Dan Murray Kansas State Director NFIB | Official Website
Dan Murray Kansas State Director NFIB | Official Website
The National Federation of Independent Business (NFIB) Small Business Optimism Index increased by 1.7 points in July, reaching 100.3 and surpassing the 52-year average of 98. The rise was mainly attributed to more small business owners reporting improved business conditions and viewing it as a good time to expand their operations.
However, the Uncertainty Index also rose, climbing eight points from June to reach 97. Labor quality remained a significant concern, with 21% of small business owners identifying it as their top issue—an increase of five points from the previous month.
“Optimism rose slightly in July with owners reporting more positive expectations on business conditions and expansion opportunities,” said NFIB Chief Economist Bill Dunkelberg. “While uncertainty is still high, the next six months will hopefully offer business owners more clarity, especially as owners see the results of Congress making the 20% Small Business Deduction permanent and the final shape of trade policy. Meanwhile, labor quality has become the top issue on Main Street again.”
NFIB State Director Dan Murray noted that members are feeling cautiously optimistic despite ongoing challenges: “Despite lingering uncertainty and difficulty hiring qualified workers, our members are feeling more hopeful,” Murray said. “There’s no question that making the 20% Small Business Deduction permanent has played a major role in boosting Main Street’s optimism. Ideally, we will begin to see improvement in the overall business environment and more small business owners expand their operations.”
State-specific data was not available for this report. Key findings show an uptick in reported overall business health: 13% described their businesses as excellent (up five points), while 52% rated them as good (up three points). Reports of fair or poor health declined compared to June.

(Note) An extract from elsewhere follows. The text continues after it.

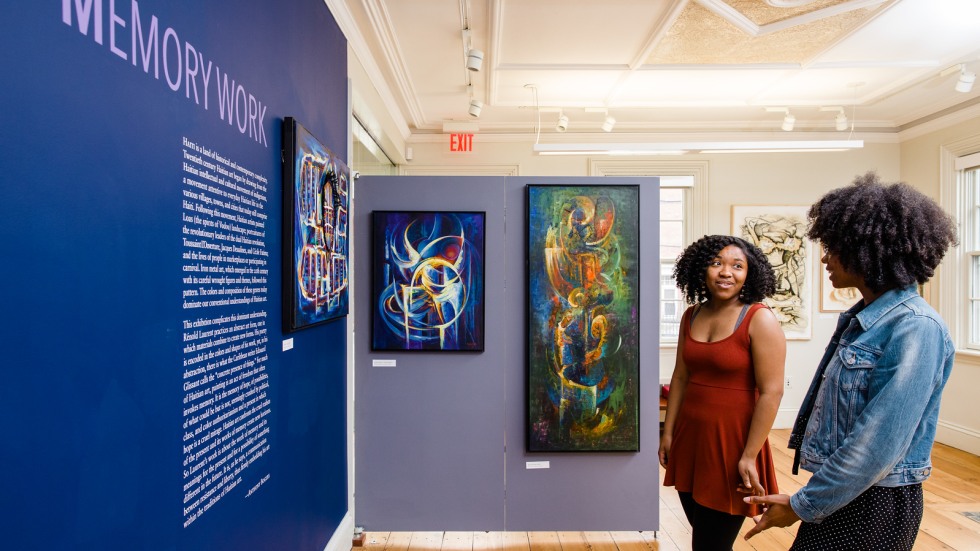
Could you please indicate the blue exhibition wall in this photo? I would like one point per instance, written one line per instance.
(147, 402)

Reports of poor sales as a primary problem increased slightly to 11%, marking its highest level since February 2021. Expectations for better future business conditions rose sharply by 14 points to a net 36%. Sixteen percent considered it a good time to expand—a five-point jump from June.
Inflation concerns held steady at 11%, unchanged from June’s lowest reading since September 2021. Owners expecting higher real sales volumes dropped one point from June to a net six percent, which remains below historical averages.
Plans for capital outlays saw modest growth: twenty-two percent indicated intentions to invest over the next six months—one point higher than June but still below long-term averages.
According to NFIB’s monthly jobs report, about one-third (33%) had job openings they could not fill in July—the lowest level since December 2020 but above historical norms. Most employers hiring reported few or no qualified applicants; fourteen percent plan new hires soon.
Labor costs were cited less frequently as a main problem compared with June, falling one point to nine percent. Fewer owners reported raising compensation or planning future increases.
Fifty-five percent made capital outlays recently—five points up from last month—with spending directed toward equipment purchases (38%), vehicles (23%), facility improvements or expansions (15%), fixtures/furniture (12%), and land/buildings (5%).
Sales trends weakened somewhat: a net negative nine percent reported higher nominal sales over three months—a four-point drop from June—and inventory gains stayed flat at net negative eight percent.
A greater share plan price hikes even though fewer actually raised prices last month; these indicators suggest inflationary pressures persist above historical levels.
Profit trends remained negative overall; among those seeing lower profits, most blamed weaker sales or rising material costs while others cited labor expenses or product price changes.
Concerns about financing grew slightly but remain low historically; regular borrowing fell marginally along with reports of tighter loan access and higher rates paid on recent loans matching long-term averages.
Taxation ranked second among owner concerns at seventeen percent while government regulation issues dropped slightly; competition from larger businesses was less commonly cited than before.
The NFIB Research Center has tracked these economic trends through surveys since the early seventies using random samples drawn from its membership base across quarterly and monthly intervals.